Des agents et cadres de la Société nationale d’électricité (SNEL) ont organisé, le 9 septembre 2025, une manifestation dans l’enceinte de l’entreprise publique à Kinshasa. Ils s’opposent au projet de démembrement de la société présenté par le conseil d’administration. Selon le président de la délégation syndicale, Samuel Kaya, le plan prévoit la création de trois entités distinctes : SNEL Production, SNEL Transport et SNEL Commerciale.
D’après les informations rapportées par l’Agence congolaise de presse (ACP), « les manifestants ont demandé aux membres du conseil d’administration de poursuivre plutôt les efforts de redressement en cours, au lieu d’initier des projets qui ont conduit d’autres entreprises à la disparition ».
Le démembrement de la SNEL figure pourtant dans la liste des réformes que le gouvernement s’est engagé à mettre en œuvre dans le cadre du Compact énergétique. Cette feuille de route vise à porter le taux d’accès à l’électricité de 21 % à plus de 60 % d’ici 2030 et à permettre à la société de recouvrer 100 % de ses coûts opérationnels d’ici 2029, afin de retrouver l’équilibre financier.

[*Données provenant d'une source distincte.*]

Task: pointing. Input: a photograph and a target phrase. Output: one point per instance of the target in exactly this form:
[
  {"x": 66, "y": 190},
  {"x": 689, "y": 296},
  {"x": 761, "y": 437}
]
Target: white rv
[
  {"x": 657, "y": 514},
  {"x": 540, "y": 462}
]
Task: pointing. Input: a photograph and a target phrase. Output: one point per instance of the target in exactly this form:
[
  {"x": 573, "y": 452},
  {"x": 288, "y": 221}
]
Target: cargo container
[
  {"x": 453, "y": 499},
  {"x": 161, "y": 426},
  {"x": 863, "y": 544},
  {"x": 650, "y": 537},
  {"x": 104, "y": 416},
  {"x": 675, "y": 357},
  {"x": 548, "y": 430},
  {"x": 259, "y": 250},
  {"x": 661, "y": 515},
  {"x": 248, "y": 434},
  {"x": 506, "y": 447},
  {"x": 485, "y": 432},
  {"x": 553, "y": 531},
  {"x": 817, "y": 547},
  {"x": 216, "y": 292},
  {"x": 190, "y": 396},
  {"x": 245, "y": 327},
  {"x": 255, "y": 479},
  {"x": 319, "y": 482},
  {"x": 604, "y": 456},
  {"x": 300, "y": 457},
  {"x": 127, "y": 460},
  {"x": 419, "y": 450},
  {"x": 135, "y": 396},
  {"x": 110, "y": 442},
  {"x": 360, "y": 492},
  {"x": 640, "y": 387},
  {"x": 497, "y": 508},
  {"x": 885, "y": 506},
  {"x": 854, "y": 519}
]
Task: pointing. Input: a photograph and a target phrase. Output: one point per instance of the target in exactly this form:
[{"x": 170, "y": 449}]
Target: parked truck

Selon le Compact énergétique, le projet repose sur une « séparation interne par métier de la SNEL ». Concrètement, il s’agit de scinder les actifs, les comptes, le personnel et la gestion entre les différents segments de la chaîne de valeur : production, transport, distribution et vente au détail.
Grand Inga
La Banque mondiale, qui soutient cette réforme, estime que ce découpage doit améliorer la transparence, permettre un suivi plus rigoureux des performances et identifier les défis propres à chaque fonction. L’objectif affiché est de transformer « la SNEL en une entreprise forte et durable », condition préalable à la mise en œuvre du programme Grand Inga.
L’institution souligne qu’il sera difficile pour la RDC de mobiliser les milliards de dollars nécessaires à la construction de ce barrage hydroélectrique — dont le potentiel est évalué à 42 000 MW — sans une SNEL assainie sur le plan financier. Car c’est cette société qui devra vendre l’électricité produite et garantir aux investisseurs la récupération de leurs fonds.
Dans ce contexte, la réforme de la SNEL fait partie des conditionnalités liées au décaissement de l’appui budgétaire de 600 millions de dollars accordé à la RDC par la Banque mondiale le 22 mai dernier, dont 165,4 millions doivent être décaissés cette année.
Pour cela, le gouvernement a déjà signé un contrat de performance avec la direction générale de la SNEL, le 2 octobre 2024, ainsi qu’un protocole d’accord, le 22 janvier 2025, pour régler les arriérés de factures d’électricité des institutions publiques et préciser les modalités de paiement régulier des factures courantes. La prochaine étape consistera à adopter, par décret, une feuille de route pour la réforme de la société. Ces mesures visent à porter le taux de recouvrement des factures de 55,9 % en 2023 à 75 % en 2026, et à réduire les pertes techniques et commerciales de 45,9 % à 40 % sur la même période.